今、世の中は、米国のサブプライムローン問題に端を発し、住宅・金融不況が起こり、世界同時不況への道を歩み始めました。これは、実需経済から離れ、お金がお金を生む仮想金融市場とも言える市場を、世界中に広げた結果、最後に売るところがなくなり、行きついた先に起きた現象ともいえます。ある意味、国際的な金融ねずみ講の終焉といえるのではないでしょうか。
米国を始めとする世界各国は、その後処理に、国家予算を投じて救済に入っていますが、余りにも莫大な予算には驚かざるを得ません。
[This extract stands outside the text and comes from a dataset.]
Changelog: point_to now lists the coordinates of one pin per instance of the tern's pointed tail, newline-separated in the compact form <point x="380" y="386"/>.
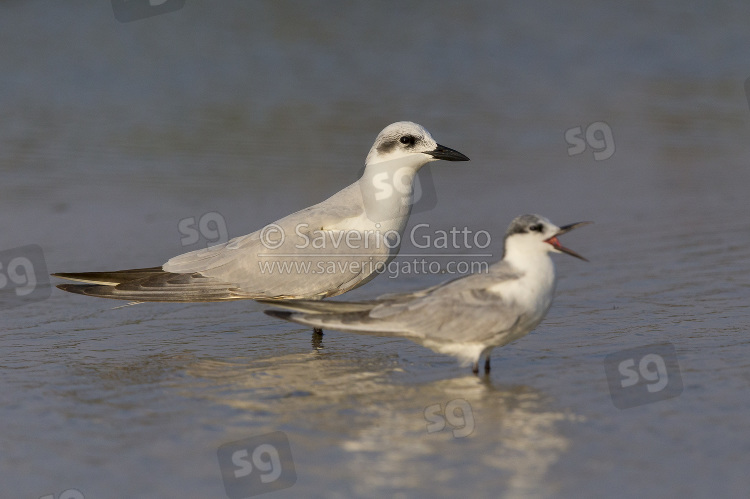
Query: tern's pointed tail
<point x="150" y="284"/>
では、これから私たちの生活は、どのように変わっていくのでしょうか。まずは、今から17年ほど前に起きた日本のバブル崩壊後の現象が、世界的規模で起きるのではないか、ということです。あの時は、まだ隣国である中国の経済成長があったので、日本はそれに助けられてきました。しかし今回は、世界中を巻き込んでいますので、外部から助けられる要因はありません。心配なのは、直接消費の戦争が起きることです。
いずれにしても、世界の経済を引っ張ってきた米国は、急速に力を弱め、国内不況とドル安に動くものと思われます。その影響は、高級車、工作機械、半導体部品等を輸出していた日本経済を、より一層悪化させます。一方、一般消費財を輸出していた中国経済も打撃を受け、世界が同時不況への道を歩み始めるのです。
世界同時不況により、日本企業の収益悪化は顕著となります。特に、中小企業の損益分岐点は、資源高もあって最高に達しており、少しの売上減でも赤字経営となる体質になっています。このことから、倒産、縮小、合併、廃業が、急速に進むものと思われます。
そしていよいよ、“毎年昇給があり、賞与が出されていた時代” は終わり、賞与は業績配分となって、実際には賞与が出ない企業が続出し、昇給ではなく減給となる企業も増えていきます。
このように日本は、経済の不振と相まって、財政破綻と少子化から大変な時代に突入していきますが、人間の歴史はこれで終わるのではなく、今までの金融拡大主義の時代が終わり、これからまた新しい時代が始まるのではないでしょうか。
この問題を、一人一人がどう受け止めていくのか、真剣に考えなければならない時となりました。